I guess I leave it this way for now, anyways.
.. seems the extra program header for the stack is only needed, when linking several object files. :thinking:
:rage:
Further readings reveal - eventually, it's possible to drop the .text section, instead write all execution instructions into the stack. Also, my point about security seams to be valid. Just found this site: https://blog.fbkcs.ru/en/elf-in-memory-execution/ - There are attacks described, which might be interesting especially at android. I can only guess - but somehow I'm sure, it is not only a theoretical possibility, someone infecting e.g. an android system. I even can't be completely sure, the sudden bloats I'm experiencing sometimes aren't related to an infection here. (Normally I wouldn't notice, but since I'm counting very single byte, ..) I'm working with a quite clean and fresh Arch amd64 installation here. But I'm also browsing the net with the same system. I guess, there is a 5 percent chance, that there is an infection. But I cannot say for surel. the binaries, I uploaded, might be ok. SInce I really count every single byte. Otherwise, it's not so hard disassembling a 200 Byte file and checking exactly. Which is what I'm going to do today with the bloated executables. I'm also getting back to another idea of mine. Having a core system, where everything is statically linked. I already linked e.g. the shell (zsh) statical. It's quite more responsive. But possibly, I should also link gcc, and so on statical. It's also about minimizing the possible problems. Also, when they are more or less hypothetical.

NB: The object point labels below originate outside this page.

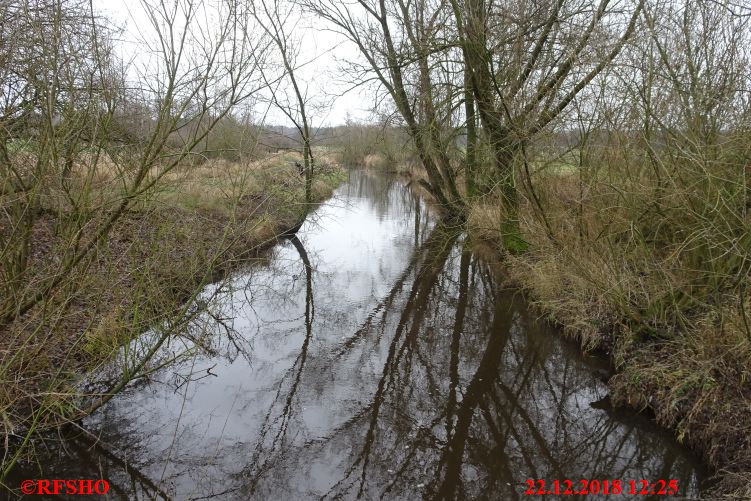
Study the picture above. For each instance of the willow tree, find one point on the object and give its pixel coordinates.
(279, 20)
(397, 40)
(526, 63)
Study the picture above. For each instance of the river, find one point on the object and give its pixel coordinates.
(375, 355)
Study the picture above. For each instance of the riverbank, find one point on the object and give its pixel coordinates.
(200, 224)
(676, 354)
(684, 362)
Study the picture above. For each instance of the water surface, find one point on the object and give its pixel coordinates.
(373, 356)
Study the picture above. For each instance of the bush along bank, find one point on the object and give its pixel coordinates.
(203, 222)
(674, 326)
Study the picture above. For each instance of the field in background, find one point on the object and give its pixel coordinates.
(195, 225)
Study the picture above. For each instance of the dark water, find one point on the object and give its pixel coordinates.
(375, 357)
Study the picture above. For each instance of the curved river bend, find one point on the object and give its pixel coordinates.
(373, 356)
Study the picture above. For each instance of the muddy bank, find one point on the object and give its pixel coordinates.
(377, 355)
(154, 260)
(694, 383)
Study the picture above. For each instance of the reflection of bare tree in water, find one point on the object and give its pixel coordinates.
(263, 455)
(445, 389)
(463, 405)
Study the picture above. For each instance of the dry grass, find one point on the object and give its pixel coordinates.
(203, 221)
(621, 270)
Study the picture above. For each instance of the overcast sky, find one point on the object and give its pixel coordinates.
(320, 51)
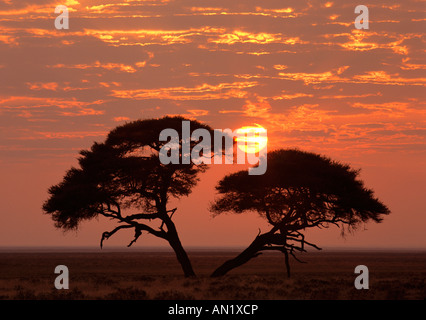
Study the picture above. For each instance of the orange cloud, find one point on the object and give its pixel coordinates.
(201, 92)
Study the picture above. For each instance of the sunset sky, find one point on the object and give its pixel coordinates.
(298, 68)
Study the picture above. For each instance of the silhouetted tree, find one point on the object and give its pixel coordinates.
(125, 174)
(299, 190)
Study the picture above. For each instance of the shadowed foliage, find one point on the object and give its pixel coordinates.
(125, 172)
(299, 190)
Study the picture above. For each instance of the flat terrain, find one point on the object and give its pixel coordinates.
(157, 275)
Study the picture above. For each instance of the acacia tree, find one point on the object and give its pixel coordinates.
(124, 180)
(300, 190)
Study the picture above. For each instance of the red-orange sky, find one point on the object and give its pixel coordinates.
(298, 68)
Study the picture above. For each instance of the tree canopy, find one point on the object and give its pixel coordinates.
(125, 172)
(299, 190)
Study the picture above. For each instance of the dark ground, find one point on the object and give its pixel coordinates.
(157, 275)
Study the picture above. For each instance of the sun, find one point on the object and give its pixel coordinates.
(251, 139)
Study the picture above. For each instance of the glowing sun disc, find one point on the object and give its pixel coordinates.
(251, 139)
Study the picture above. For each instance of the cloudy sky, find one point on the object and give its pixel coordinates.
(298, 68)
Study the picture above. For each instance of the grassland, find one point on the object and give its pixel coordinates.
(157, 275)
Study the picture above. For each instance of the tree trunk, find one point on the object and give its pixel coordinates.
(251, 252)
(180, 252)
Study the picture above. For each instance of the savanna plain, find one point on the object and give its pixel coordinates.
(136, 275)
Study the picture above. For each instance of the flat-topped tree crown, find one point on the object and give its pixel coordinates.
(299, 190)
(125, 172)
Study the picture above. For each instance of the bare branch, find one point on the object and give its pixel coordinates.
(106, 235)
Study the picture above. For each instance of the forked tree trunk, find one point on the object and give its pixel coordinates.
(180, 252)
(252, 251)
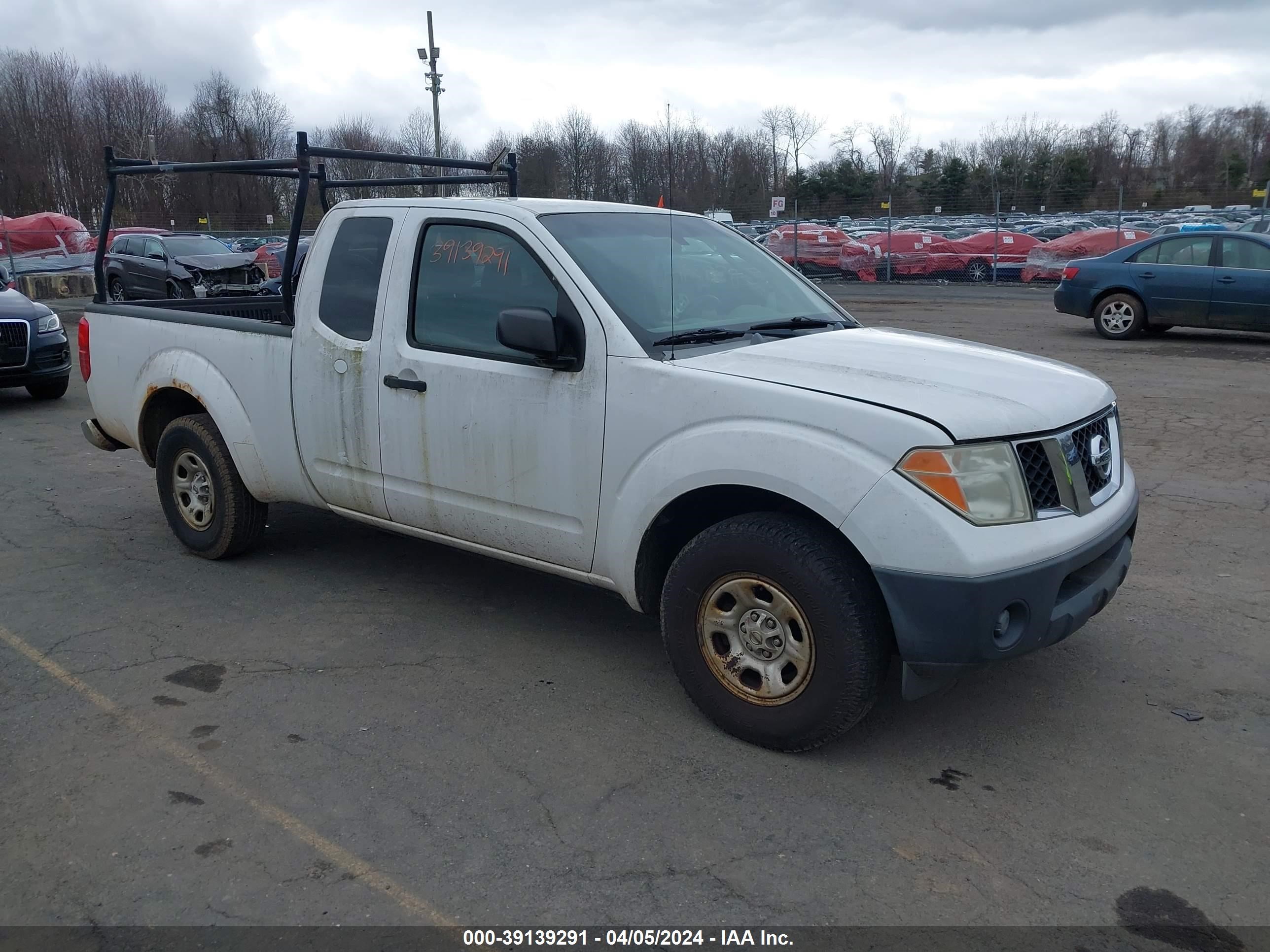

And, again, this seems to me a huge advantage of minilib, compared to glibc or even musl: It's not only not hard, reading and understanding the source of this minilib. It also is possible to disassemble the generated binaries.
.. Disassembling other binaries obviously is possible at well. But, who can say what's hidden in, eg. an "hello world", which shows up with 500k. Else with an 150Bytes executable, where the biggest part is simply the elf header. One should also keep in mind, that sometimes the disassemblers miss things. Like shifted bytes, or executable instructions within binary "data"
I'm still engaged with restructuring. Have written a small parser, to create the compat headers. Firstly it works. Secondly, shows up useful. But I made a fundamental design flaw. The header files are generated from templates, and the target files are overwritten. This seemed right in this special usecase. But, since this works out so well, I'd like to use the parser for further jobs. And there's the problem, that you can't modify the created header files directly. Instead you have to modify one of the templates, and rerun "make header". Which is annoying. So I'm heavenly tempted to write a small interpreter for this job.